The subsonic element of Manson’s sound can be physically intimidating at times, however, Chapman manages to preserve intelligibility. “The music relies so much on that sub energy,” he said, “but there’s a lot of high and high-mid going on, and I have to achieve clarity within that. It‘s a fine balance of knowing which instruments you can have in those lower frequencies and which ones you want to keep out of that area while trying to control your PA system within any given environment. In the end, proper use of gain structure and hi-pass filters, and knowing the music well, are key to the job in hand.”
While Chapman applies plenty of compression on the drum overheads and bass, the kick drums and toms only have gates over them. “Some of the backing tracks go a little further than I need them to in a live situation so I have to compress them quite a bit as well as vocals. The overall mix, however, is not compressed. I run it through a Midas XL42 analogue pre-amp to warm up the general sound of the show and trim a little of the system EQ.”
Also in the outboard rack, Chapman had a pair of Avalon processors for Manson’s vocal. “The EQ section and pre-amp help to give his vocal some presence.

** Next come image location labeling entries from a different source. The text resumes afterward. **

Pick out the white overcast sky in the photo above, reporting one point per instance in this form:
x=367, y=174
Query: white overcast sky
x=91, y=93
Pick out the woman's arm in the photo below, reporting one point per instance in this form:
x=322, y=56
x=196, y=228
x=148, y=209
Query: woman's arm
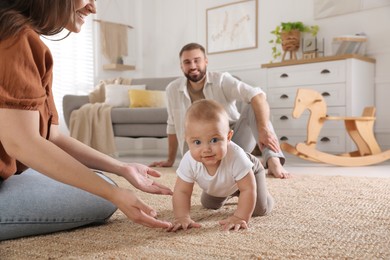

It gives me a quick go-to EQ knob so that when he’s talking between songs, I can duck the lower end of his voice so it’s not booming all over the room.”
An audio pro for 10 years, Sam Coy was brought in mid-tour to take over monitors although he had already racked up some previous Manson experience. In 2009, when the band booked in to rehearse at Swing House, an L.A. company at which Coy worked, he was hired for the sessions. “As time wore on, they kept calling me for more rehearsals, even when they moved to other studios,” he said. “On this tour, I came in for the Berlin date [November 25th] and I’ve been having a lot of fun – the band are fantastic.”
Although a long-time DiGiCo user, Coy has been mixing on Avid’s smaller Venue Profile console. “It’s the standard package and, like George, I inherited the Avid situation and, for now, I’m happy with it,” commented the engineer. “My predecessor ran a lot more plug-ins than I use. In monitor world, I find that keeping things fairly basic so that the console can function a little faster and I don’t have to worry about any glitches when I’m changing from page to page. So I keep it to the must-haves, such the C6 multi-band compressor on vocals just to level all my frequencies out before they hit the in-ears.”